Furthermore, studies have demonstrated that some of these terpenes exhibit depressant properties in other organic systems. Sadraei et al. [4] and Camara et al. [5] showed that both, (+)-α- and (−)-β-pinene, relax rat and guinea-pig ileum, respectively. Other studies have shown that (±)-linalool promotes spasmolytic effect in guinea-pig ileum mediated by cAMP [23], and recently Tanida et al. [24] demonstrated that the inhalation of (±)-linalool reduces the blood pressure mediated by the central nervous system in rats. Therefore, the hypotensive activity could originate from vasodilatory effects induced by these compounds. This possible mechanism of action was studied in citronellol, which lowers blood pressure by a direct effect on the vascular smooth muscle leading to vasodilation [25].
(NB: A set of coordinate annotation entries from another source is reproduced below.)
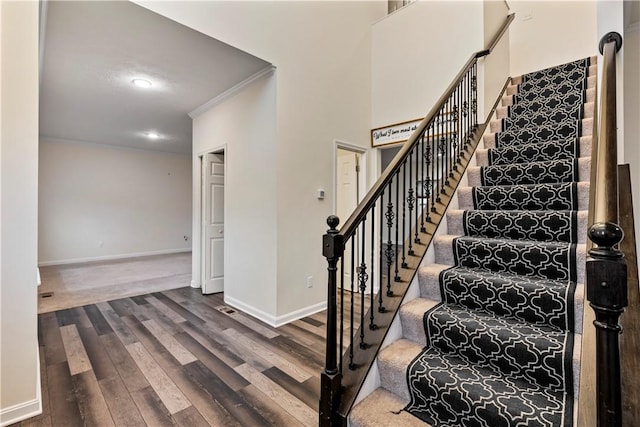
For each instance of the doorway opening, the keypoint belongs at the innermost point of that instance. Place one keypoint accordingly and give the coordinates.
(350, 188)
(212, 229)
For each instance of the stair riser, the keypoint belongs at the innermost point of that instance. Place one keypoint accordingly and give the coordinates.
(430, 290)
(588, 110)
(474, 176)
(488, 342)
(444, 254)
(455, 226)
(465, 197)
(590, 96)
(533, 153)
(513, 88)
(586, 126)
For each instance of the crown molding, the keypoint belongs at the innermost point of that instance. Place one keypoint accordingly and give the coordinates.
(231, 91)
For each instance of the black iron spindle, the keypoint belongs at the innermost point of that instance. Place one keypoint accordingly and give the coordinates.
(389, 252)
(381, 308)
(410, 200)
(341, 336)
(372, 325)
(396, 277)
(352, 365)
(363, 277)
(404, 207)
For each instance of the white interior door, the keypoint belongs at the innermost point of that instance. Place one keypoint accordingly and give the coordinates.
(213, 223)
(347, 197)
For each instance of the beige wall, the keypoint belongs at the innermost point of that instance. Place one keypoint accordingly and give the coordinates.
(99, 201)
(548, 33)
(322, 51)
(245, 125)
(19, 387)
(417, 51)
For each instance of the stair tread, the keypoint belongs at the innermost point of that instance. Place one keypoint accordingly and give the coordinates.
(518, 349)
(383, 408)
(461, 384)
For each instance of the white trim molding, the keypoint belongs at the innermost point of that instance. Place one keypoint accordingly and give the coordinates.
(24, 410)
(275, 321)
(231, 91)
(113, 257)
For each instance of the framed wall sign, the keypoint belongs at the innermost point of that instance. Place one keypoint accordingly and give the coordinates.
(444, 124)
(393, 134)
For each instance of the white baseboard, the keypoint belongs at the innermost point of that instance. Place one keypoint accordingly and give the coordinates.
(113, 257)
(272, 320)
(24, 410)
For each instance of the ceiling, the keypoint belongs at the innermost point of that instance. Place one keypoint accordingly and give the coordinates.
(92, 52)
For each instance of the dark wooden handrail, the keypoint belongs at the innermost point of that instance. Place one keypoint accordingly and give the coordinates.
(349, 227)
(426, 171)
(606, 268)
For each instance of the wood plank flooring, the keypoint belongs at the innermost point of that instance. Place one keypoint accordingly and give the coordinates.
(177, 358)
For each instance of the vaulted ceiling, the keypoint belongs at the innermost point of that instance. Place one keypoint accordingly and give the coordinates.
(92, 52)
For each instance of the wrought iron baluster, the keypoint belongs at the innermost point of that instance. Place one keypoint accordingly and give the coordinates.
(363, 277)
(431, 163)
(396, 277)
(381, 308)
(389, 252)
(352, 365)
(372, 325)
(341, 336)
(404, 208)
(474, 88)
(426, 178)
(410, 200)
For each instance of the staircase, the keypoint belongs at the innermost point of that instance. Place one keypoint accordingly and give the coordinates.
(494, 337)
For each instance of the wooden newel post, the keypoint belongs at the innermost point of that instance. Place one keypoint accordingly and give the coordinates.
(607, 294)
(331, 378)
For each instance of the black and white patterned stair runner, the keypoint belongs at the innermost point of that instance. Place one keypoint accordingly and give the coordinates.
(499, 346)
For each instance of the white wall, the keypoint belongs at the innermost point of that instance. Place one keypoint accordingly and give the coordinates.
(246, 126)
(548, 33)
(631, 69)
(322, 51)
(19, 387)
(417, 51)
(98, 201)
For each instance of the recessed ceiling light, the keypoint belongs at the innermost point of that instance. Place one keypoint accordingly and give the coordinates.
(142, 83)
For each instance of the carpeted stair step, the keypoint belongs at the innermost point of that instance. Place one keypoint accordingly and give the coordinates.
(383, 409)
(487, 292)
(542, 105)
(538, 152)
(547, 172)
(517, 349)
(411, 315)
(562, 72)
(593, 71)
(548, 260)
(544, 226)
(451, 392)
(546, 132)
(538, 118)
(392, 365)
(513, 87)
(566, 196)
(589, 96)
(526, 258)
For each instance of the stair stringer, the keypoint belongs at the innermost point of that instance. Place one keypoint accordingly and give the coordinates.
(400, 399)
(395, 333)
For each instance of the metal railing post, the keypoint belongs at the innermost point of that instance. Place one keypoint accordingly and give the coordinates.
(331, 378)
(606, 269)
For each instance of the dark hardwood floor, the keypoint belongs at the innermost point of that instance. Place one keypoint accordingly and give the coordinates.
(177, 358)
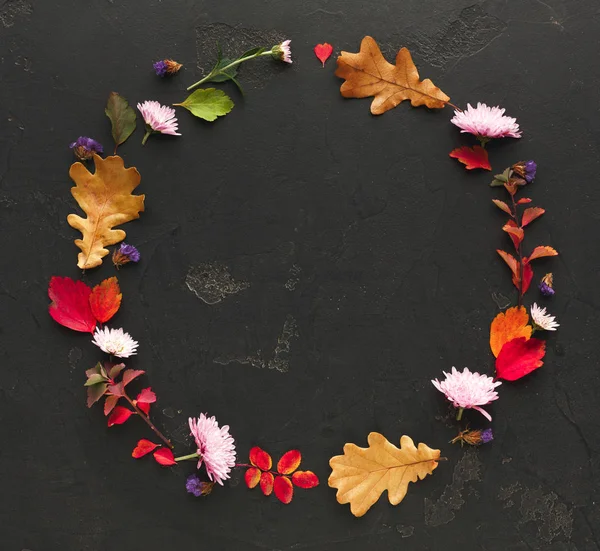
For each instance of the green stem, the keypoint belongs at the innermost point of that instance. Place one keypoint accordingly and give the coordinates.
(187, 457)
(223, 70)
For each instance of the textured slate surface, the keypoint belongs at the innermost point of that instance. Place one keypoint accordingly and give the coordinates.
(307, 269)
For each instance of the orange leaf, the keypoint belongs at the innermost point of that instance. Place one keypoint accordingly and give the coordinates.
(519, 357)
(540, 252)
(105, 299)
(106, 198)
(284, 489)
(508, 326)
(530, 214)
(289, 462)
(472, 157)
(367, 73)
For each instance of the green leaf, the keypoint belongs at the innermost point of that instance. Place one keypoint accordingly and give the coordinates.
(122, 117)
(208, 104)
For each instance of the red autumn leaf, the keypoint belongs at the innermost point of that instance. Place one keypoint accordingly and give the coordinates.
(475, 157)
(110, 403)
(261, 459)
(119, 415)
(530, 214)
(289, 462)
(144, 447)
(502, 206)
(71, 304)
(323, 51)
(519, 357)
(305, 479)
(105, 299)
(284, 489)
(252, 477)
(266, 483)
(540, 252)
(165, 457)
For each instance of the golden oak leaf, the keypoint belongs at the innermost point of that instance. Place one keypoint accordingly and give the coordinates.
(507, 326)
(106, 198)
(367, 73)
(361, 475)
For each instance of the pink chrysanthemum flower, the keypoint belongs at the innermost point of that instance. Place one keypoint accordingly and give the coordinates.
(216, 447)
(115, 342)
(486, 122)
(158, 118)
(468, 390)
The biotransformation of some compounds tested is known. For example, (+)-limonene is biotransformed to several metabolites, such as (+)-limonene epoxide, carvone, and perillyl alcohol [26,27]. (+)-Limonene epoxide is one of the bioactive compounds of the present study. Carvone has ketone group which is present in the chemical structure of carvone epoxide, another evaluated compound. The monoterpene perillyl alcohol has hypotensive activity [28]. Pulegone also produces bioactive metabolites, such as menthol [29] which has vasorelaxant activity [30]. Therefore, the metabolites of (+)-limonene, pulegone, and other tested compounds should contribute to their vasorelaxant activity. In addition, the tested compounds must act by different mechanisms of action. In fact, monoterpene alcohols, aldehydes, ethers, and hydrocarbons show effects on the cardiovascular system via vasorelaxation, decreased heart rate or hypotension, among others [31]. The mechanisms of action of these compounds should be related to their metabolites.

Conclusion

The results from the present study showed that both oxygenated terpenes and hydrocarbon terpene exhibit spasmolytic activity. The absence of an oxygenated molecular structure was not a critical requirement for the molecule to be bioactive. The position of ketone and epoxide groups in the p-menthane structure influences the vasorelaxant potency and efficacy. Therefore, these functional groups contribute to the vasorelaxant activity of rotundifolone.

Competing interests

The authors declare that they have no competing interests.

Authors’ contributions

TCL was responsible for the preparation of monoterpenes and wrote the chemical content of the manuscript; MMM evaluated the pharmacological activity of monoterpenes; JMB-F isolated and identified the rotundifolone; MRVDS interpreted and wrote the pharmacological data of the manuscript; DPDS analyzed, interpreted and corrected the structure-activity relationships data of monoterpenes. All authors read and approved the final manuscript.